Fewer of us make charitable donations than would seem appropriate given how much financial security we enjoy. We don’t share very much.
A very small minority of us prepare for that “rainy day” that always worried our parents. One of the reasons is that we haven’t seen the rainy days that came their way, so we have trouble envisioning one.
An article in another paper this week started me thinking about this. The thrust of the article was that Americans just don’t sacrifice anymore.
We always want more from the government than they are prepared to give.
We want more from the company for which we work than they are prepared to pay.
We want more channels from the cable company on our televisions; we aren’t satisfied anymore with AM/FM and want to pay for satellite radio; we don’t find one or two automobiles in our garage sufficient and hope to add a motorcycle, scooter, and a couple of bikes (mountain, dirt, etc) to our collection of “wheels”.

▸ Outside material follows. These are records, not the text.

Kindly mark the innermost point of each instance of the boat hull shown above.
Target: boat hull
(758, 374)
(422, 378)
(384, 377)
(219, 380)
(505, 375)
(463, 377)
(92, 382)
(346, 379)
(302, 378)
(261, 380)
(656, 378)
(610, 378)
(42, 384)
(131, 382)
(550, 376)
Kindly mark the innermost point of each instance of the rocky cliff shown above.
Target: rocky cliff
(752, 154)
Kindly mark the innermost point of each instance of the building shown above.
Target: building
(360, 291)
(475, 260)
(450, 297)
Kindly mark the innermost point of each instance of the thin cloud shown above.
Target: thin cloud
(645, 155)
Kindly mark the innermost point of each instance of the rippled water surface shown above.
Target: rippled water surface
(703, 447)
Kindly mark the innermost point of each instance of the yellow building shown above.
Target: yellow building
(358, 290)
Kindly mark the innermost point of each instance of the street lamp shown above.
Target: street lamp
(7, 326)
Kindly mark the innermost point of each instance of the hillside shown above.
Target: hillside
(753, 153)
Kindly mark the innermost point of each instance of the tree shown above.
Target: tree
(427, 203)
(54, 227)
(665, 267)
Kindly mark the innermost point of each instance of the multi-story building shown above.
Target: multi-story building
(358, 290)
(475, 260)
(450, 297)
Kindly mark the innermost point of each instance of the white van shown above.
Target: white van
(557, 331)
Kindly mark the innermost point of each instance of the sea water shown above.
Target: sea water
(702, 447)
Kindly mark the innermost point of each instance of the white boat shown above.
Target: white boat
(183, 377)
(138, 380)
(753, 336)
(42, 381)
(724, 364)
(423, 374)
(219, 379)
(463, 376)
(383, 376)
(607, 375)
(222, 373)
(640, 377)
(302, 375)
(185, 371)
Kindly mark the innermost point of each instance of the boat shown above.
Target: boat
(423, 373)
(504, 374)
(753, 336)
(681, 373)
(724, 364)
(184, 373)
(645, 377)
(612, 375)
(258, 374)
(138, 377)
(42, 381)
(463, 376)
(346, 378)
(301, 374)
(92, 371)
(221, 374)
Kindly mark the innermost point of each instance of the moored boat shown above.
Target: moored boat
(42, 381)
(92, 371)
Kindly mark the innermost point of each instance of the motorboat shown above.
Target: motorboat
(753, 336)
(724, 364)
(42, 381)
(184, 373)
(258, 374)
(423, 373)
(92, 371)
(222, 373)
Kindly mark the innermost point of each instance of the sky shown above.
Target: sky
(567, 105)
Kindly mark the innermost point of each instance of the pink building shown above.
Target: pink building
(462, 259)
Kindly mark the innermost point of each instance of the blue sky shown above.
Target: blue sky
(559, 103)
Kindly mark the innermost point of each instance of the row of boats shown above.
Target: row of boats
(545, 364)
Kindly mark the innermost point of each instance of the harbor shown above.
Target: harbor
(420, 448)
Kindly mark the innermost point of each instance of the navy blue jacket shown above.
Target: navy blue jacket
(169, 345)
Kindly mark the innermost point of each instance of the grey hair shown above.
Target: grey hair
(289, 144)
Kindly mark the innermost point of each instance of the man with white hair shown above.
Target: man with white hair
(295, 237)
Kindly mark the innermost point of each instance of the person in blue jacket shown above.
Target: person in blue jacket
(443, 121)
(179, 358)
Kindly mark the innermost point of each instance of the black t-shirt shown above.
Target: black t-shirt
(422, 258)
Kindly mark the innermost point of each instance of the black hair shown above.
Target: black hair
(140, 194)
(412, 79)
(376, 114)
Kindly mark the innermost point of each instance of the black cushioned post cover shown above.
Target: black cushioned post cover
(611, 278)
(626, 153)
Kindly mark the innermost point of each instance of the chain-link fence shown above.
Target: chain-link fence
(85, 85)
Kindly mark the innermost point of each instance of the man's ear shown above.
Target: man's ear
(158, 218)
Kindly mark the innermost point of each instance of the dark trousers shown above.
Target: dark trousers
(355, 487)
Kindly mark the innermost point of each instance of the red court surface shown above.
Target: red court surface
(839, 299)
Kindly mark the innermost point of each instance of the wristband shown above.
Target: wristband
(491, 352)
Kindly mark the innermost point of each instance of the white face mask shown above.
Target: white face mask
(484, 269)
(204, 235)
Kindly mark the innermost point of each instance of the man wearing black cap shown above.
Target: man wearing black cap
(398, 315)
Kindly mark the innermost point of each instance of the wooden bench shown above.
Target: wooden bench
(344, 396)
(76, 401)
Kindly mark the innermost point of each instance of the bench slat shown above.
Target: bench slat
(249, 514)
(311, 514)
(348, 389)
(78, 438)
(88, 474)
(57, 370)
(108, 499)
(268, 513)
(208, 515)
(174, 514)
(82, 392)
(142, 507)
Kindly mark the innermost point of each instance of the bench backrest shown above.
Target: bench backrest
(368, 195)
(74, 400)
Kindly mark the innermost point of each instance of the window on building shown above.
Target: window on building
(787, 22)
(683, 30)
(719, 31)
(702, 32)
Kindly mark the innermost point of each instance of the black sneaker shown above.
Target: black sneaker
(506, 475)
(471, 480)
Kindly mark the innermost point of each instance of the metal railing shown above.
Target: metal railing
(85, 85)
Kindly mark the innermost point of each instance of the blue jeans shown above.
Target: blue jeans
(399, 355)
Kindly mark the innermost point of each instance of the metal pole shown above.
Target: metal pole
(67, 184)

We want bigger, better and sexier vacations. We want our airplanes to carry 500 and have bars, sleeping quarters and maybe a fitness facility. We want our cruise ships to have ice arenas and the capability for surfing on the deck. We want our cars to play movies to keep the kids quiet on long trips. We want designer clothes, not just something from Penny’s or Sears.
This list could go on for far more space than I have in this paper today.
We live a charmed life in many ways.
Even those of us who have difficulties in our lives would find that we are still so much better off than many people in the world.
Perhaps the reader would consider cutting back a little? Donating more to others (sacrificial financial gifts or gifts of service)? Starting a “rainy day” fund? We should at least contemplate our bountiful lives and take a moment to compare them to the lives of others in places like Soweto, South Africa and Delhi, India.
As our nation loses the reputation it once enjoyed in the world and gains a growing list of enemies abroad, we need to focus on how we as a people have changed and ask ourselves if that might be the source of our new-found difficulties.
Perhaps the changes that need to be made cannot be successfully made in Washington, DC but need to occur right in our own backyard-in our own homes.
There is no reason to be ashamed for having the blessings we have in life. But it is important to keep them in perspective and to have a realistic view of the basic ingredients required to live our lives.